Elle nous dit que « on ne sacrifie pas un animal sur l’autel de son loisir ». La mort de l’animal est ici jugée inutile, présentée comme un sacrifice qui relève de l’obscurantisme et de l’ignorance, à l’inverse de la mort de l’humain tué, qui lui est responsable de son destin, de sa pratique. Un peu comme si la victime disposait d’une « trousse à outils anti-attaques » qu’il aurait mal utilisée et dont il serait pleinement responsable de l’utilisation. Dans cette « trousse », on retrouve les conditions météo, les habitudes locales, etc. Du moins c’est par ces deux facteurs que l’on tente alors de « justifier » l’accident. Bizarrement, les détenteurs de cette vision jugent le discours « humain = proie devant se défendre » comme l’apanage de personnes se sentant « au dessus » de la nature, et ne sachant pas vivre en harmonie avec elle. C’est pourtant bel et bien la vision qui place l’homme en capacité d’éviter l’accident qui place l’homme au dessus de la nature imprévisible. Malheureusement, les interprétations des conditions de pratiques, les « habitudes locales », sont des paramètres bien difficiles à fixer objectivement, et même en creusant du coté de la science on a du mal à définir une règle « naturelle » qui fasse l’unanimité.  Le discours des gens de mer est plutôt le suivant : « la seule règle, c’est qu’il n’y en a pas » : il faut lire la mer en direct, donc la pratiquer depuis longtemps. Autant dire que ce n’est pas donné à tout le monde, que c’est peu compatible avec une pratique de loisir touristique, et que les connaissances des comportements des espèces sous-marines en sont à leurs premiers hoquets. Pourtant, cette non-connaissance passée par le prisme du peu d’informations existantes et par celle de l’idée grandissante d’une innocence de la nature confrontée à la culpabilité humaine débouche sur une littérature d’inepties pour le moins abondante (qui sert souvent de référence).

 

Dans la crise requin, l’opposition de ces deux visions est source de nombreuses tensions.
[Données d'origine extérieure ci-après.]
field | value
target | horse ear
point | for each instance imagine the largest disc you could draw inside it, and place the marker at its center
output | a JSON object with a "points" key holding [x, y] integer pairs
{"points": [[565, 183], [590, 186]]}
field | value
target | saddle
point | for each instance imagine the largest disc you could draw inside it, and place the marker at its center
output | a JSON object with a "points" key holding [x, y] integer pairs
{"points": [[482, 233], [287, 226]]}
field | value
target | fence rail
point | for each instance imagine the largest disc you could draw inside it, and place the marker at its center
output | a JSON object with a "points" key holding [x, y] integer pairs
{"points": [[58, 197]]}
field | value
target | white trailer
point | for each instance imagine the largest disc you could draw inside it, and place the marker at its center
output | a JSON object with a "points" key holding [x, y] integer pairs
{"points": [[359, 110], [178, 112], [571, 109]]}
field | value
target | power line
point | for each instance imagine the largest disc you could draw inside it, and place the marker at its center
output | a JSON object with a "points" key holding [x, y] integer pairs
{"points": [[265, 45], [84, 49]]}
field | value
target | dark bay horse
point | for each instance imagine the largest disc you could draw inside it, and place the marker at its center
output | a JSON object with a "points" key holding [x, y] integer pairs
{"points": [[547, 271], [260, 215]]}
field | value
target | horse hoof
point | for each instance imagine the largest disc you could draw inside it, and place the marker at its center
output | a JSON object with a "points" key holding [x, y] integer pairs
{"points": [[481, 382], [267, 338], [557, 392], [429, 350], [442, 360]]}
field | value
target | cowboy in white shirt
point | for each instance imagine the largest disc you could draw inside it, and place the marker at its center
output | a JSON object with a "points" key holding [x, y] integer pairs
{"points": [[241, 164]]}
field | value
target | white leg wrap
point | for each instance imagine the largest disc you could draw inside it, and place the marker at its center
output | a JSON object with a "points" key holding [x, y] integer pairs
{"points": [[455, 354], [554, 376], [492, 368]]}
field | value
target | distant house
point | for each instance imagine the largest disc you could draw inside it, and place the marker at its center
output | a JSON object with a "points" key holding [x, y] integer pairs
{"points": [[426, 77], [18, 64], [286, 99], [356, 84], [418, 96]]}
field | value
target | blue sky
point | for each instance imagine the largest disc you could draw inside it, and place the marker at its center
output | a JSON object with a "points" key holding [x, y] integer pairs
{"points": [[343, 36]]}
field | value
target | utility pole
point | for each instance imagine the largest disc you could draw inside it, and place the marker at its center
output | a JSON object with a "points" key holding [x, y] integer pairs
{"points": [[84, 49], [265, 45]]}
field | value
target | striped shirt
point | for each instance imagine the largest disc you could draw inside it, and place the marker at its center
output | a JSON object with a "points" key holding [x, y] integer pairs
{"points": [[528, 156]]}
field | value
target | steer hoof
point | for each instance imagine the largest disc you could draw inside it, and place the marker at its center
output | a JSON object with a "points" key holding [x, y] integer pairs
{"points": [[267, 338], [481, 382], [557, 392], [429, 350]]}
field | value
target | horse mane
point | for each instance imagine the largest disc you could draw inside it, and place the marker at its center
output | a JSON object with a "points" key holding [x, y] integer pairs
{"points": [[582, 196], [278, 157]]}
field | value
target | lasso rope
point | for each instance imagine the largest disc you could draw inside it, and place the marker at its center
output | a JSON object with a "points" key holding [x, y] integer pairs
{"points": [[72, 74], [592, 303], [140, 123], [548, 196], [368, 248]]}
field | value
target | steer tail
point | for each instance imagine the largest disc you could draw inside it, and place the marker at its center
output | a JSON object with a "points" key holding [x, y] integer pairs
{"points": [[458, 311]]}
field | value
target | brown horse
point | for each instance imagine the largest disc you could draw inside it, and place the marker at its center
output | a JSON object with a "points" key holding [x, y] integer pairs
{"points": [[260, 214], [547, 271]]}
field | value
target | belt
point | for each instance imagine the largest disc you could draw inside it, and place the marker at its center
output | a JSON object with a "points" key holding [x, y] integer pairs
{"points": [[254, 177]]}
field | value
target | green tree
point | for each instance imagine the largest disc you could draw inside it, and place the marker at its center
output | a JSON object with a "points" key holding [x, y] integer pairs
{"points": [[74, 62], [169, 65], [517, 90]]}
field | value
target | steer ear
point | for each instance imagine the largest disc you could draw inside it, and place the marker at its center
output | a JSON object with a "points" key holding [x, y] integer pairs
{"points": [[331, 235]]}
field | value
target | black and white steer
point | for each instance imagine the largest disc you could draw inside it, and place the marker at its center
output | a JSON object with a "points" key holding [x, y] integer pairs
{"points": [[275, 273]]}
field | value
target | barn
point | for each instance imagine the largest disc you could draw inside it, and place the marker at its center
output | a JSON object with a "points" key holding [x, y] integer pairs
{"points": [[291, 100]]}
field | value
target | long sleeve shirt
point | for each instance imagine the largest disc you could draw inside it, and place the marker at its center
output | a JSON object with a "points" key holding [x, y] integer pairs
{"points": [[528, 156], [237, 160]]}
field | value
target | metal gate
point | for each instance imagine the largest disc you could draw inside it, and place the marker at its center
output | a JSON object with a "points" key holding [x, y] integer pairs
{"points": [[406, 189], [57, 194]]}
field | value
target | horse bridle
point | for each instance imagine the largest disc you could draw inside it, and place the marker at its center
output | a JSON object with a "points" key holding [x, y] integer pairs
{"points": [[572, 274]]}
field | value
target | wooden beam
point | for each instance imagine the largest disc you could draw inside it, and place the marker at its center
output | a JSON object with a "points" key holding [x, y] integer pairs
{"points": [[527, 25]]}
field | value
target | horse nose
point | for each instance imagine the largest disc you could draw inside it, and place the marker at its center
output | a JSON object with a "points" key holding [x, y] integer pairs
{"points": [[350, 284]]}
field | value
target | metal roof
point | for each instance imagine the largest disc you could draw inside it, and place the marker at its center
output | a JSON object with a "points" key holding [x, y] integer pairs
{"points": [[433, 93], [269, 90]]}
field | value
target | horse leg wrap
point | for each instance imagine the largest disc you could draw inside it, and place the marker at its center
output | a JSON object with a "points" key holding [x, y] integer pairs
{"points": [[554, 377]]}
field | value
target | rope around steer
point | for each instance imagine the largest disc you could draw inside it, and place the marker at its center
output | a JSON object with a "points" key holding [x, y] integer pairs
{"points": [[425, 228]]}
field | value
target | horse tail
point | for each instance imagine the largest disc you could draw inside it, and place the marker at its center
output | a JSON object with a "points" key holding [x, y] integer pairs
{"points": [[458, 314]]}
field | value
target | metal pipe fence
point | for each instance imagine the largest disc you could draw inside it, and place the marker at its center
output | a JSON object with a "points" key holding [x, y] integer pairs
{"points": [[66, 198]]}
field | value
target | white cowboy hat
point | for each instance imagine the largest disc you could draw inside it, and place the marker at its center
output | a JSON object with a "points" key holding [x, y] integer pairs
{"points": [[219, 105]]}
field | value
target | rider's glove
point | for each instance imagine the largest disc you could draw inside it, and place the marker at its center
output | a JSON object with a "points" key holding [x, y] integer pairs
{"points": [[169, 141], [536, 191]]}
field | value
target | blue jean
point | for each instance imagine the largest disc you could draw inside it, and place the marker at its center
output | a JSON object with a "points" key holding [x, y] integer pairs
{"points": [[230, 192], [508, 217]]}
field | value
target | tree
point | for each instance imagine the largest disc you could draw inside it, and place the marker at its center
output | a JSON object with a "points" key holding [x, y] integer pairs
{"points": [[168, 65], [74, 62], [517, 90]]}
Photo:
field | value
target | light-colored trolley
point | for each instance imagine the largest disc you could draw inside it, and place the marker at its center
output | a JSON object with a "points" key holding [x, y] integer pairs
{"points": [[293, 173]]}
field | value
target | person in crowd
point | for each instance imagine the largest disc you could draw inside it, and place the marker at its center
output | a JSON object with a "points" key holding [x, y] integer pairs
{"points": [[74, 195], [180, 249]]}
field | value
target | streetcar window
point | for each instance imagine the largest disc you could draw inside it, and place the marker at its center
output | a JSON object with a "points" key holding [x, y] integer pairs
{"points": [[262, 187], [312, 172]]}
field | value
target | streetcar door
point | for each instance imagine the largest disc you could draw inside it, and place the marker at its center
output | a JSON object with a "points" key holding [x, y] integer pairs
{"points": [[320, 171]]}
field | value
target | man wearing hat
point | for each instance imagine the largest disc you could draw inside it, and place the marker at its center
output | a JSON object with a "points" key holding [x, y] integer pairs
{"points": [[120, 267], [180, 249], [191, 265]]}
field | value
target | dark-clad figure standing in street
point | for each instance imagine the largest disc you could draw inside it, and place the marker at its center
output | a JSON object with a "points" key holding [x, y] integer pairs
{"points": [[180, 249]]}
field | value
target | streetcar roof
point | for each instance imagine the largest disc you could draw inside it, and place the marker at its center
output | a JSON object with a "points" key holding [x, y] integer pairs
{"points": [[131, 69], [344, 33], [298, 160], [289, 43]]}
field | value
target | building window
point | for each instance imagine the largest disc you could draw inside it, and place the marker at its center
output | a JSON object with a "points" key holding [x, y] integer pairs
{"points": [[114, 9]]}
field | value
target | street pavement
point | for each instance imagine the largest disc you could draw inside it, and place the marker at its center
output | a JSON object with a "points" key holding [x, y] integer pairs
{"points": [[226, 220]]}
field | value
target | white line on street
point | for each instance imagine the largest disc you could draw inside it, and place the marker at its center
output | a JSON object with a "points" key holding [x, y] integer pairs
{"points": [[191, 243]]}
On entendra des personnes, intervenant sur les réseaux sociaux notamment, dire que les victimes d’attaques n’avaient rien à faire là, et avaient donc « mérité » leur triste sort. Au delà de ces âneries de bas étage, la perception de certains élus qui ne sont pas « des gens de mer », a du mal à considérer la légitimité de la culture de la mer en dehors de ces aspects économiques et n’accordent qu’un regard lointain à la crise. Ce manque de reconnaissance vis à vis du statut d’usager de la mer, professionnel ou non, entraîne une amplification des revendications de ces derniers, et est accusée de ralentir la prise en main étatique du dossier.
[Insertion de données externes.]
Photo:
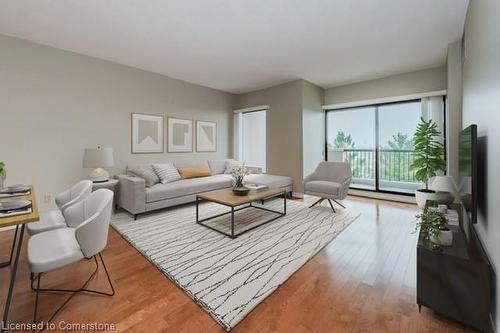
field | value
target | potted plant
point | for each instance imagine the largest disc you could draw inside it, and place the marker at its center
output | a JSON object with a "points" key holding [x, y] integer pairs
{"points": [[429, 152], [433, 226], [239, 172], [3, 173]]}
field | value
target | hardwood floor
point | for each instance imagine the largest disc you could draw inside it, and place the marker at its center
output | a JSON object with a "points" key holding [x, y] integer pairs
{"points": [[363, 281]]}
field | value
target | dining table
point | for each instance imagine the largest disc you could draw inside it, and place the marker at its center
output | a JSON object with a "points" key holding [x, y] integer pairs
{"points": [[19, 222]]}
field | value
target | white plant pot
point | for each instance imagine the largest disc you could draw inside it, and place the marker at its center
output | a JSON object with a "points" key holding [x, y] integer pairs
{"points": [[422, 197], [444, 238]]}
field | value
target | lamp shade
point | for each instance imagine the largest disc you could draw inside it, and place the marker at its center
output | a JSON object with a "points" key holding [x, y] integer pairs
{"points": [[443, 184], [98, 157]]}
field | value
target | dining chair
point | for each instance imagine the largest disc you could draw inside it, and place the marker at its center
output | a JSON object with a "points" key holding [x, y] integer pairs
{"points": [[84, 238], [54, 219]]}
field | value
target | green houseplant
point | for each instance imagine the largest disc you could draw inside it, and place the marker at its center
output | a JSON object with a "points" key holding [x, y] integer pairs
{"points": [[3, 173], [429, 158], [433, 226]]}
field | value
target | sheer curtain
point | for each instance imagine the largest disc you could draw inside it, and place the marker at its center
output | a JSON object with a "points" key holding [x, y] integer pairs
{"points": [[250, 136]]}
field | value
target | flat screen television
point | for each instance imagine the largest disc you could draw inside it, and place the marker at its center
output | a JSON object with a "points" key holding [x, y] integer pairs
{"points": [[467, 185]]}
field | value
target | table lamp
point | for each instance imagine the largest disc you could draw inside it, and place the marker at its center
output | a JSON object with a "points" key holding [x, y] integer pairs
{"points": [[445, 187], [98, 158]]}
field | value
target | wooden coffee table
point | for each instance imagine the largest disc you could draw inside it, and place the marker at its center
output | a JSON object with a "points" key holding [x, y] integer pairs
{"points": [[227, 198]]}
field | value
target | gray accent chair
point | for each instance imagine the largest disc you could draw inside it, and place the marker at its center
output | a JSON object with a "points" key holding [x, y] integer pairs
{"points": [[85, 238], [54, 219], [330, 181]]}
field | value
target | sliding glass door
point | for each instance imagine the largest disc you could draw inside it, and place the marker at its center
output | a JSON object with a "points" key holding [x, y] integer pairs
{"points": [[396, 126], [377, 142], [351, 137]]}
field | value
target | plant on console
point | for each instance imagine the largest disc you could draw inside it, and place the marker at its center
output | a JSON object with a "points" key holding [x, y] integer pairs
{"points": [[431, 223]]}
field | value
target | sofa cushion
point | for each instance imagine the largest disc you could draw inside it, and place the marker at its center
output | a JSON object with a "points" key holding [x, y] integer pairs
{"points": [[145, 172], [217, 167], [230, 164], [186, 187], [195, 172], [321, 186], [269, 180], [167, 172], [190, 164]]}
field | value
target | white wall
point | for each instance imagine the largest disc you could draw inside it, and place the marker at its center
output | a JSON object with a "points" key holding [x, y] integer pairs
{"points": [[56, 103], [283, 128], [433, 79], [481, 106], [313, 127], [453, 105]]}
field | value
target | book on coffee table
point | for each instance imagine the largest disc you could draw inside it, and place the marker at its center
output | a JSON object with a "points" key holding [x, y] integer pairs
{"points": [[256, 187]]}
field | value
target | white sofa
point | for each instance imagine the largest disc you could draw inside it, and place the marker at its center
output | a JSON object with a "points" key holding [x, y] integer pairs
{"points": [[136, 198]]}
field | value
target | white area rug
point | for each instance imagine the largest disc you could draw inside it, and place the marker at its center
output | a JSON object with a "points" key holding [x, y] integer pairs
{"points": [[228, 278]]}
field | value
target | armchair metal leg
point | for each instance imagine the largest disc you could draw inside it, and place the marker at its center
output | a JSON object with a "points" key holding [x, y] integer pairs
{"points": [[317, 202], [338, 203], [331, 205], [7, 263], [73, 292]]}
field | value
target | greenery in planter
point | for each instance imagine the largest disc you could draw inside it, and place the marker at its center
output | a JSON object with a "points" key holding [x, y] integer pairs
{"points": [[431, 222], [3, 170], [429, 152]]}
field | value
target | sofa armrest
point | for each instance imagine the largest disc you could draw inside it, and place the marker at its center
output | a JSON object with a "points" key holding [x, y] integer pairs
{"points": [[132, 194], [254, 169]]}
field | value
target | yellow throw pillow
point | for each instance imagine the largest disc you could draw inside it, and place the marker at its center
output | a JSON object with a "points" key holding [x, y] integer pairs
{"points": [[195, 172]]}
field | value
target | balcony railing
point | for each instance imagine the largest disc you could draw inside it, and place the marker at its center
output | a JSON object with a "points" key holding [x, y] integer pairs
{"points": [[394, 167]]}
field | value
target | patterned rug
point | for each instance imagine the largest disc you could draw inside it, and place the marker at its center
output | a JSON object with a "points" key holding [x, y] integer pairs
{"points": [[228, 278]]}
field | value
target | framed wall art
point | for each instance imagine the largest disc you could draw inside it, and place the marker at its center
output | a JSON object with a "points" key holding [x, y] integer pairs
{"points": [[147, 133], [179, 135]]}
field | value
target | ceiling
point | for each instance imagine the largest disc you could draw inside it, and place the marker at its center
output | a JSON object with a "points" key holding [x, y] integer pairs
{"points": [[243, 45]]}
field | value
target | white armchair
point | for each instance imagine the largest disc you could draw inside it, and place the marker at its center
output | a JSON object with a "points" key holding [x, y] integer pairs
{"points": [[85, 238], [330, 181], [54, 219]]}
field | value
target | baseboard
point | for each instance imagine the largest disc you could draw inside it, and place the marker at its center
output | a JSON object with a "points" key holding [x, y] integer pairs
{"points": [[383, 196], [492, 324]]}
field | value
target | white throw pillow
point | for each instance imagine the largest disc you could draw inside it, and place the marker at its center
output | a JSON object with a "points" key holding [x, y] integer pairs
{"points": [[166, 172], [230, 164], [217, 167]]}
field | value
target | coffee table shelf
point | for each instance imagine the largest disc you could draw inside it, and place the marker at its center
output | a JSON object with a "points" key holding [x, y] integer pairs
{"points": [[226, 197]]}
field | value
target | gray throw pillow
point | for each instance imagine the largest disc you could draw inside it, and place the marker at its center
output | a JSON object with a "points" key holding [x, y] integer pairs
{"points": [[146, 173], [167, 172], [230, 164]]}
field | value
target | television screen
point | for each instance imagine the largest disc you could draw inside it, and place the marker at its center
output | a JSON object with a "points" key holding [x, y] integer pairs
{"points": [[467, 186]]}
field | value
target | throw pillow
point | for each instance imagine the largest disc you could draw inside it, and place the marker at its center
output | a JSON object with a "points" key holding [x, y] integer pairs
{"points": [[217, 166], [146, 173], [230, 164], [194, 172], [167, 172]]}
Peut-être serait-il intéressant de développer les connaissances autour de la « mer-milieu » incluant le facteur sociétés humaines. De nombreux auteurs se sont déjà penchés sur le sujet des îles. Cela pourrait permettre une meilleure compréhension des enjeux socio-culturels mis en perspectives avec les enjeux de préservation du milieu marin. Et donc une meilleure prise en main de ce passionnant dossier.